Big Planet

The economics of brushing teeth

In academia, popular economics on June 6, 2009 at 12:40 pm

In The Economics of Brushing Teeth by Alan S. Blinder (1974), the author argues that economists have ignored a certain class of activities in the theory of human capital, such as brushing teeth. He says that the analysis can also be applied to equally important problems as “combing hair, washing hands, and cutting fingernails” (pg. 887).

Following from the human capital theory, each individual does whatever amount of toothbrushing to maximize his income (pg. 888). Blinder tells us that the “mother-told-me-so” explanation of toothbrushing rests on the fact that “offspring behave as if they maximize their income” since “the mother’s decisions are governed by income maximization for the child”.
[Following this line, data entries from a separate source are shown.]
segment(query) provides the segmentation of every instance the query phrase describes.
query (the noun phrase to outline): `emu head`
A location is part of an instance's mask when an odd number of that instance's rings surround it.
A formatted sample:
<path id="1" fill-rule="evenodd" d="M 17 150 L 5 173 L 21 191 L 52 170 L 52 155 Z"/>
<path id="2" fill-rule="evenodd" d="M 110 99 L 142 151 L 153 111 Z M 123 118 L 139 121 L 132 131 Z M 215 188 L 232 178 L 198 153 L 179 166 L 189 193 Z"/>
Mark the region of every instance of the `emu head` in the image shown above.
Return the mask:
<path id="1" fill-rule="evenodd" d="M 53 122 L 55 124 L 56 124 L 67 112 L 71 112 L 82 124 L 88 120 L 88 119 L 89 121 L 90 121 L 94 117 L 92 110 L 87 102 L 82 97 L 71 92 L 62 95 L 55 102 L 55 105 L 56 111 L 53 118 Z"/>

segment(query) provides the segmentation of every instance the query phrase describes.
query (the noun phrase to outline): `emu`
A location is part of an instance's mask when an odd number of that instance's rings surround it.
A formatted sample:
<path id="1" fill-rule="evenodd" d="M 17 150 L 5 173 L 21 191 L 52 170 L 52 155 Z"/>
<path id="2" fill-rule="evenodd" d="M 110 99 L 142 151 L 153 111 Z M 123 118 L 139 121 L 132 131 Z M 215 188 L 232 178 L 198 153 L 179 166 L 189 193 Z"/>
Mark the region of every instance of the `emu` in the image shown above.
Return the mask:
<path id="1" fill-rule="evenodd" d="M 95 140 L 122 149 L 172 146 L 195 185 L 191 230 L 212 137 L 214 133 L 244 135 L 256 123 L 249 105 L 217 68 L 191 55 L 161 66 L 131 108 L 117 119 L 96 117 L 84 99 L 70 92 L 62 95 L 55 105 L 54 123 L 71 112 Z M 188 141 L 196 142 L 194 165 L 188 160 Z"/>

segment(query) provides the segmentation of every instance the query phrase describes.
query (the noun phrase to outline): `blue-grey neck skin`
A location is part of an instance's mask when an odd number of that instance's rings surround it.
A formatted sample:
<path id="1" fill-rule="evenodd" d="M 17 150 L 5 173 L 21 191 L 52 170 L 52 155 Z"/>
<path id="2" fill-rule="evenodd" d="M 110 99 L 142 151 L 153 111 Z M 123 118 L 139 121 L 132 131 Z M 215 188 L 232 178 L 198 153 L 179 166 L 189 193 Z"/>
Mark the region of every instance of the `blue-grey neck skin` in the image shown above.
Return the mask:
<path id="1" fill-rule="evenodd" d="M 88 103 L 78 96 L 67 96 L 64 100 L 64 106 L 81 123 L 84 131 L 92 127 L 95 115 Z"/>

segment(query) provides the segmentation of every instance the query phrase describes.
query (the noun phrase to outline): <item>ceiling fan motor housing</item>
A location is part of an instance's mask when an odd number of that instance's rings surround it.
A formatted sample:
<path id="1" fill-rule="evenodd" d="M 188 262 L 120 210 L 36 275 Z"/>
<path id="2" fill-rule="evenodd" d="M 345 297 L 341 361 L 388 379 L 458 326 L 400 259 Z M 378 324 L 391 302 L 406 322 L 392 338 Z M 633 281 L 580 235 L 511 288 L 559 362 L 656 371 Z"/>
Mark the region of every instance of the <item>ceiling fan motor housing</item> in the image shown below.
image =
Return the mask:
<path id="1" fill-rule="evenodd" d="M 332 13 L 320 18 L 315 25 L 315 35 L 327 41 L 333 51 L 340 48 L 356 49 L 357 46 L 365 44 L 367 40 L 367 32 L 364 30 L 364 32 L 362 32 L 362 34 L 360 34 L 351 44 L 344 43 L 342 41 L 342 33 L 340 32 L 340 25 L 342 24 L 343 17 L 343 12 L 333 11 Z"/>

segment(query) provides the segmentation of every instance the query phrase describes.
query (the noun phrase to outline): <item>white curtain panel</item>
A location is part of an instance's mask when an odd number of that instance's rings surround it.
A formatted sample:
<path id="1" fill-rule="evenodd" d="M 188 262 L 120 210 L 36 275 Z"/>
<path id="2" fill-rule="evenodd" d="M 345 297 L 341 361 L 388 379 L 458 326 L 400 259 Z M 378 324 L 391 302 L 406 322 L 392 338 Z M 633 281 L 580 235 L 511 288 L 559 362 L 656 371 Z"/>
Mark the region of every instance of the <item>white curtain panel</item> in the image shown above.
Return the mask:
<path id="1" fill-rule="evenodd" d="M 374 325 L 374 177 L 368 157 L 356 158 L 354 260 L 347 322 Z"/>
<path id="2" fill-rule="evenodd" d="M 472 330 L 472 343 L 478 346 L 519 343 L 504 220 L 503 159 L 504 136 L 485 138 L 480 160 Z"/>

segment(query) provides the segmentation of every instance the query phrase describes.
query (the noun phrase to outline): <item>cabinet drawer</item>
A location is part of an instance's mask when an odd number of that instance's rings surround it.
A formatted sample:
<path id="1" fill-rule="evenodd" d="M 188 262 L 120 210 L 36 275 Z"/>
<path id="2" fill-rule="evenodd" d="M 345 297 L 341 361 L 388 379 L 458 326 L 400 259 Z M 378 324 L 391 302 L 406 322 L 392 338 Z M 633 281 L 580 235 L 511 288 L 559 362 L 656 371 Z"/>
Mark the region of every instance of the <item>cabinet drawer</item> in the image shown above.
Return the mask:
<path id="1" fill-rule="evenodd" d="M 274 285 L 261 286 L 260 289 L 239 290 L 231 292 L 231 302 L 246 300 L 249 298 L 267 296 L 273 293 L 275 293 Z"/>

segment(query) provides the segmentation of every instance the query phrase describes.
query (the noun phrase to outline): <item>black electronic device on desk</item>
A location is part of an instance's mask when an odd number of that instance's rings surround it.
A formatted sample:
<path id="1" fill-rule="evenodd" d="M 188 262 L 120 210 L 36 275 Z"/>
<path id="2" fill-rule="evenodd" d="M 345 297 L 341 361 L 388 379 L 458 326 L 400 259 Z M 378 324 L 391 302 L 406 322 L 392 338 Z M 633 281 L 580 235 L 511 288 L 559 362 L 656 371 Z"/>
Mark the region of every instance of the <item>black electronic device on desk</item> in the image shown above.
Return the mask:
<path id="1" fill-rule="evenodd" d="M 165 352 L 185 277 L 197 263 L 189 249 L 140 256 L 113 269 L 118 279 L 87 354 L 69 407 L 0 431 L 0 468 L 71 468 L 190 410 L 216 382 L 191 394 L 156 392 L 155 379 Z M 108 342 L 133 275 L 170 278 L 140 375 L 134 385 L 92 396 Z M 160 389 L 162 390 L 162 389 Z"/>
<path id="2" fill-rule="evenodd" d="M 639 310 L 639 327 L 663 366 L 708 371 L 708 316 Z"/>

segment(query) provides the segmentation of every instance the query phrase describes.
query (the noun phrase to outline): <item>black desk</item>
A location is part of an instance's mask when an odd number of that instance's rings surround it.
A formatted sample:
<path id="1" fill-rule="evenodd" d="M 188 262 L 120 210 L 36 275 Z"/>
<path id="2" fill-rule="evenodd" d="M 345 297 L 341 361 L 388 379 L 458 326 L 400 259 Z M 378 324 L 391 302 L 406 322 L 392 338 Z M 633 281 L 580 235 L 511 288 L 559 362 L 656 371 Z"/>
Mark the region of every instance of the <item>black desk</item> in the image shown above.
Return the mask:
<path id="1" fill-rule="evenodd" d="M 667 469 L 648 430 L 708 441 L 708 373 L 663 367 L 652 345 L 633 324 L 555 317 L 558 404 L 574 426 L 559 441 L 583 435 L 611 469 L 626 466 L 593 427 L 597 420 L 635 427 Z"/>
The author then presents a theoretical model of toothbrushing by showing a wage maximization equation which involves the time spent brushing teeth as an independent variable:

Y=w(J,B)(T-B)+P, where Y=income, w=wage rate, J=index of job, B=time spent brushing teeth, T=time period available for working, and P=exogenously determined amount of unearned income.

Blinder puts the model into an empirical test and came up with a regression model for his data.

However, I must critique the article for relying on the value of the R-squared (i.e. “.79”) in concluding that the data confirm the prediction of the theoretical model. It is not, and never will be, the holy grail of econometrics.